Alors que la foule se fait compacte sous le chapiteau du Heartbeats Festival, c’est le moment de LA prise de risque des organisateurs du festival : caler un concert de José Gonzalez entre les monstres rock que sont Anna Calvi et dEUS. Depuis la veille, on en a entendu quelques-uns critiquer ce choix de programmation : « José Gonzalez, c’est génial, mais ça s’écoute dans une petite salle, pas en festival », « les gens vont s’endormir », aura-t-on pu entendre. Et pourtant. Et pourtant, il ne faudra pas plus de deux morceaux au Suédois pour pratiquer une séance d’hypnose généralisée sur plusieurs milliers de festivaliers. Juché sur une estrade plutôt qu’assis sur un tabouret (comme souvent), entouré de ses musiciens dont deux savants fous des percussions, Gonzalez prêche la bonne musique. Voyageant au travers de ses trois albums, il enchante un public qui ne quittera jamais le chapiteau, conscient du privilège qu’il a de partager ce moment de poésie, avec en point d’orgue la reprise de « Teardrop » de Massive Attack ou son premier titre intitulé… « Heartbeats ».

Rafraîchi et apaisé par José Gonzalez, le public est désormais prêt à en découdre pour le clou du festival : la montée sur scène des Belges de dEUS ! Apparemment, Tom Barman s’est bien remis de sa soirée de la veille. Démarrant assez tranquillement sur le titre « Via », l’homme et ses acolytes deviennent complètement fous dès le deuxième morceau et une version survitaminée de « The Architect », parfaite pour faire danser et bondir le public du Heartbeats Festival. Après « Constant Now », Barman invite l’audience à célébrer avec dEUS leurs 21 ans de carrière. Durant tout le concert, le groupe s’emploiera donc à traverser ses différents albums avec une sélection de ses meilleurs titres : « Hotellounge », « Suds & Soda », « Fell Off The Floor Man », « Instant Street », « Little Arithmetics », « Bad Timing » ou encore l’excellent titre en français « Quatre Mains » seront notamment au programme.

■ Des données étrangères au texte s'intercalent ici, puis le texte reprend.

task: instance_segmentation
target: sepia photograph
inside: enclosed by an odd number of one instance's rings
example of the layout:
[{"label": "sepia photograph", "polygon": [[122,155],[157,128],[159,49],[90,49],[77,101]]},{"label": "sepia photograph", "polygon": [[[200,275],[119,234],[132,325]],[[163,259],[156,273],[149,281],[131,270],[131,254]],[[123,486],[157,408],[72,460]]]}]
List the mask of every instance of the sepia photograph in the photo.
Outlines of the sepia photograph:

Je dois avouer que j’ai probablement vu dEUS en concert une bonne dizaine de fois. Mais c’était mon premier concert de dEUS devant un public en très grande majorité belge. Et ça change tout. La ferveur des festivaliers était incroyable. Je garderai longtemps en mémoire ce petit groupe de personnes d’un certain âge, peut-être soixantenaires, assurément cinquantenaires, se mettant à danser ensemble sur les titres plus calmes et poétiques comme « Nothing Really Ends » ou « Litlle Arithmetics ». L’un d’entre eux venant me voir et me parlant en flamand, avant de réaliser que je ne le comprenais pas, se mit à me faire des gestes comme pour m’inviter à confirmer d’un regard ou d’un hochement de tête que ce qu’on voyait était grandiose. L’homme répétera son manège à peu près tous les deux titres. Et je confirmerai aussi souvent.

On aurait presque pu en rester là pour ce Heartbeats Festival. C’était sans compter sur l’Irlandaise Róisín Murphy (ex-Moloko) et son show totalement fou, fait de changements de costumes à n’en plus finir, d’écrans géants en fond de scène ou de têtes de mannequins fixés ici ou là en guise d’instruments. Un grand amusement pour les yeux, peut-être plus que pour les oreilles, et une manière très fun de refermer la page de cette première édition.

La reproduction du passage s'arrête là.